Moves to stimulate residential construction in Western Australia by beefing up incentives for first home owners to purchase new or newly constructed homes have passed the first hurdle in the state’s parliament but have been delayed and are now not likely to take effect until next month.
Changes to the state’s First Home Owner Grant passed through the legislative assembly last week.
Under the changes, first-home purchasers of existing homes will see their First Home Owners Grant slashed from $7,000 to $3,000 but those purchasing a new or newly constructed home will see their grants rise by $3,000 to $10,000.
While primarily a budget-saving measure, the move is also designed to stimulate housing supply and construction by providing an incentive for first-home buyers to purchase new homes as opposed to existing homes. It follows a similar but more aggressive move in Queensland, where the government abolished the grant completely for purchasers of existing homes but more than doubled that available for first-home buyers of new homes from $7,000 to $15,000.

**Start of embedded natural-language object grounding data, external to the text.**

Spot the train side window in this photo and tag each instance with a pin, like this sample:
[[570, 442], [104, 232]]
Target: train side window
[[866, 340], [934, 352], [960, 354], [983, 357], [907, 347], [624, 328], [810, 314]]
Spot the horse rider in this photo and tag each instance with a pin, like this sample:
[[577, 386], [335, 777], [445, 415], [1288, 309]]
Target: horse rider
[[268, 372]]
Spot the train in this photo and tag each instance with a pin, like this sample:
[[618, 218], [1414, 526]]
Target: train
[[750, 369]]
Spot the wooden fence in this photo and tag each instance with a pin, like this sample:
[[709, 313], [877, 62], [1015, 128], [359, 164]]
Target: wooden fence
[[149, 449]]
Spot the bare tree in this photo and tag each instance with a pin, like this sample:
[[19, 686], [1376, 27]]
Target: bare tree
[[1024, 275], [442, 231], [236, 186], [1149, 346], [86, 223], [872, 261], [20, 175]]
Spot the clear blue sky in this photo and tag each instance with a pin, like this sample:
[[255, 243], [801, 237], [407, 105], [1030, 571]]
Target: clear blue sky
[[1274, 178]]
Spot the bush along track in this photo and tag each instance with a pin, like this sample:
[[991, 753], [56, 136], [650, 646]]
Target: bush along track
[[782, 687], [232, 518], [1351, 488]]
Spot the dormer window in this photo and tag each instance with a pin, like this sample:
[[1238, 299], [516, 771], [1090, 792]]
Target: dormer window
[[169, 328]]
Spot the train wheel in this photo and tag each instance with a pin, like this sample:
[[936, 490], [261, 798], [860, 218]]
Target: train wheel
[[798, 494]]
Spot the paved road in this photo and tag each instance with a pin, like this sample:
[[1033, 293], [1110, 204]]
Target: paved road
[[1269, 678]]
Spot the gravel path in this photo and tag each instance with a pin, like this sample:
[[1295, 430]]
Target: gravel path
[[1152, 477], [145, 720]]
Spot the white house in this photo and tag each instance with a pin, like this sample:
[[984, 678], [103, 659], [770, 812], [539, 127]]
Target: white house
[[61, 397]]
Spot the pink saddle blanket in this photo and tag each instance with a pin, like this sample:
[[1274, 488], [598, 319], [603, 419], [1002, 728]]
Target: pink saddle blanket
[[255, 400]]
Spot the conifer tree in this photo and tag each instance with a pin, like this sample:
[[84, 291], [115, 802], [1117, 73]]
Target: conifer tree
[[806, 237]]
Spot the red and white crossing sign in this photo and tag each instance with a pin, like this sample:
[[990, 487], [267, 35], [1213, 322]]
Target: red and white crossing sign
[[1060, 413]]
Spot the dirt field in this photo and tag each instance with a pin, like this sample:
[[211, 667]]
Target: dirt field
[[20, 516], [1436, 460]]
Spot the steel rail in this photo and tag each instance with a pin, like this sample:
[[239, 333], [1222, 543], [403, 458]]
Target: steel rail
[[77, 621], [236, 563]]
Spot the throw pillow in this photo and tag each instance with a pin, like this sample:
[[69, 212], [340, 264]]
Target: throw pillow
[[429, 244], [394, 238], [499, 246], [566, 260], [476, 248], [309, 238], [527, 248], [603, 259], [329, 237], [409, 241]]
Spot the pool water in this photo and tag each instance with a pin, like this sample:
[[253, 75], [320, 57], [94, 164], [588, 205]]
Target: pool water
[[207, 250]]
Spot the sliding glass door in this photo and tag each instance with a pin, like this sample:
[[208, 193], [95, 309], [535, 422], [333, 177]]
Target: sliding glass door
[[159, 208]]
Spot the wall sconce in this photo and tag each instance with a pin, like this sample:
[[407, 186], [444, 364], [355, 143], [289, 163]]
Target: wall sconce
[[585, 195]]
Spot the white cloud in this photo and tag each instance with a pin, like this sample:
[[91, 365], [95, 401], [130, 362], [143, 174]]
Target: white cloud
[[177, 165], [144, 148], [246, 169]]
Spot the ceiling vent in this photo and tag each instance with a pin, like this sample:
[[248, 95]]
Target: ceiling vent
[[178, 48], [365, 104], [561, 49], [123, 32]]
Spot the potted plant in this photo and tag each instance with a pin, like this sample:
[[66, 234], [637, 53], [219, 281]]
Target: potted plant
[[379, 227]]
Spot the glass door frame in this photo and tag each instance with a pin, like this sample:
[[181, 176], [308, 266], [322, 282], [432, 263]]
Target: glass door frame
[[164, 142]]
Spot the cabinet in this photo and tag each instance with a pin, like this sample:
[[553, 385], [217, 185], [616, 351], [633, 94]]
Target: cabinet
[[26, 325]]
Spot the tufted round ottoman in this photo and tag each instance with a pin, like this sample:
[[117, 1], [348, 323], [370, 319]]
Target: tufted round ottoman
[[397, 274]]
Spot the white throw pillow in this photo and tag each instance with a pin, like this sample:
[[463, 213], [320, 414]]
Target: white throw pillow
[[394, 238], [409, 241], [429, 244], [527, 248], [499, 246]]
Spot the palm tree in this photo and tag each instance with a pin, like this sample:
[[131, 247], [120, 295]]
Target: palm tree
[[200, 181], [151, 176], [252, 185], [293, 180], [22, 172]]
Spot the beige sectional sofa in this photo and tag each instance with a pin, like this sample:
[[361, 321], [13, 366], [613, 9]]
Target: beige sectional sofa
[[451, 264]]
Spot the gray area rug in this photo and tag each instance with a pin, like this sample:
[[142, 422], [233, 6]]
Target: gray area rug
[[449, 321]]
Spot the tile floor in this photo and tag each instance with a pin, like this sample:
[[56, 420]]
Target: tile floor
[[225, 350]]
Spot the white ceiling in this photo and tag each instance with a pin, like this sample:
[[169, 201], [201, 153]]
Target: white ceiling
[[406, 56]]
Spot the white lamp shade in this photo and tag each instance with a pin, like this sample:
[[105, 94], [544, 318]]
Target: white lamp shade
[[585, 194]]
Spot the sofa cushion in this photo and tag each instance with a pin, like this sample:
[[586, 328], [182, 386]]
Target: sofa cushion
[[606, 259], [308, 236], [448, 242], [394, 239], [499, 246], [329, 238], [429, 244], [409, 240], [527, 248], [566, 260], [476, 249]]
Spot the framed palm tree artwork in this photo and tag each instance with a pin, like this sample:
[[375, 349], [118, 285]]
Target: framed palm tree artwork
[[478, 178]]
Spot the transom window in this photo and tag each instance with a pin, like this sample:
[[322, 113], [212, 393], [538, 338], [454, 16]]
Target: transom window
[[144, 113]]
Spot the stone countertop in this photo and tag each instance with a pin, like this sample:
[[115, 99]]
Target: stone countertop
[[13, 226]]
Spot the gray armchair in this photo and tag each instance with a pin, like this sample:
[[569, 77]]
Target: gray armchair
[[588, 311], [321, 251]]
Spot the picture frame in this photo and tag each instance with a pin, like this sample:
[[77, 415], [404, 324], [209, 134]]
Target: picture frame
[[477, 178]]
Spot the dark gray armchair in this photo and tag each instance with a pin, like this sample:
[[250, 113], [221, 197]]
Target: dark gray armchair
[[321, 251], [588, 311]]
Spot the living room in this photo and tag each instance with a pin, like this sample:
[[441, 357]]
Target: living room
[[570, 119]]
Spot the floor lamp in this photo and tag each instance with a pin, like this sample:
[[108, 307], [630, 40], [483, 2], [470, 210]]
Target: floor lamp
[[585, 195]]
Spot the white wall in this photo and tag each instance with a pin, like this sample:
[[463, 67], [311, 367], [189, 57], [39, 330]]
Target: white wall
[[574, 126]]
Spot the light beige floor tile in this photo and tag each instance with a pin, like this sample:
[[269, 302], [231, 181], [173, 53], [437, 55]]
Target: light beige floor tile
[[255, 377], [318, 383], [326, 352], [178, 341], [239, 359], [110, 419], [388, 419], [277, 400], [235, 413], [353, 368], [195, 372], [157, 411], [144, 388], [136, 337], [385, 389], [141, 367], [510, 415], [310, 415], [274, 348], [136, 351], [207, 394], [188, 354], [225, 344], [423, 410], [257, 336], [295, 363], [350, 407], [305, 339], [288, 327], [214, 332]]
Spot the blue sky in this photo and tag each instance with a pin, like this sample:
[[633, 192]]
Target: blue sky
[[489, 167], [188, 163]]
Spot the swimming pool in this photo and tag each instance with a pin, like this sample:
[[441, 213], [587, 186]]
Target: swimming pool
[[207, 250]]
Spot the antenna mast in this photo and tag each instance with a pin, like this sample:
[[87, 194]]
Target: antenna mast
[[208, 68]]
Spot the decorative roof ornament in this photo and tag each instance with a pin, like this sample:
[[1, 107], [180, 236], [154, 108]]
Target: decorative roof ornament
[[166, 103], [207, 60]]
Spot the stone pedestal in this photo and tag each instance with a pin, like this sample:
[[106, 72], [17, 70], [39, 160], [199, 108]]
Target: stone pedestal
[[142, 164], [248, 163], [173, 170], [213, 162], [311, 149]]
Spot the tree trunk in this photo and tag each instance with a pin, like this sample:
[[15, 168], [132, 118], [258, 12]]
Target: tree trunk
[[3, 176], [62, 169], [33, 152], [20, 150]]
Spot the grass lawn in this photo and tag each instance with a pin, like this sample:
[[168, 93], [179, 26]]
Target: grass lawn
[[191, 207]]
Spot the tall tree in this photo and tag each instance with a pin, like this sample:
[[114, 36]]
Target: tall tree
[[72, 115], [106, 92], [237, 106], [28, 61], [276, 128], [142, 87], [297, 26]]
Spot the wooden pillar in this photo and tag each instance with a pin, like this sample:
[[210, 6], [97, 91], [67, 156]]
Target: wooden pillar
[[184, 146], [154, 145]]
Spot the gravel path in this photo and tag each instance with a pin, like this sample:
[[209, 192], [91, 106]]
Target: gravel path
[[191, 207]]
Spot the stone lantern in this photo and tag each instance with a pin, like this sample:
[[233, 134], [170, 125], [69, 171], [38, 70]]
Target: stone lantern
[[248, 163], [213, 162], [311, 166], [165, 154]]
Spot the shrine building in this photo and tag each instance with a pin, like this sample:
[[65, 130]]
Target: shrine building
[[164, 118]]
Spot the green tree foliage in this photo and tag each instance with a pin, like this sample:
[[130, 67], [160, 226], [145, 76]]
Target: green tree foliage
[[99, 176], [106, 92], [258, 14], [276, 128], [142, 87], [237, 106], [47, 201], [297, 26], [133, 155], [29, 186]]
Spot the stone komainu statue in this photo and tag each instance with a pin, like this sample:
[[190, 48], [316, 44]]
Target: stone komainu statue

Though disliked by real estate groups, such moves are generally popular with building industry groups, who say they provide greater stimulus for housing construction at a lesser cost to taxpayers.
“This key initiative will continue to support first home buyers, help to increase housing supply and, very importantly, help create jobs in the housing sector in WA,” Western Australian Treasurer Troy Buswell says.
The changes had been expected to be in place by September 15 but are now set to be considered by the Legislative Council this week and will not come into effect until Royal Ascent has been granted, which the government says should happen by the end of October at the latest. The changes which will not affect the current transfer duty exemptions available to first home buyers for purchasers of less than $500,000.
The latest moves come as the state government is trying to unlock housing supply in Perth and elsewhere in order to ease a growing shortage brought about by high levels of population growth and recent low levels of residential building.
The moves come on top of a recent overhaul of planning laws, which removed requirements for occupants of ‘granny flats’ built above garages to be relatives of main householders, increasing the amount of floor space for such buildings, lowering the lot size for which planning approval for single houses is required and placing greater emphasis on local development plans.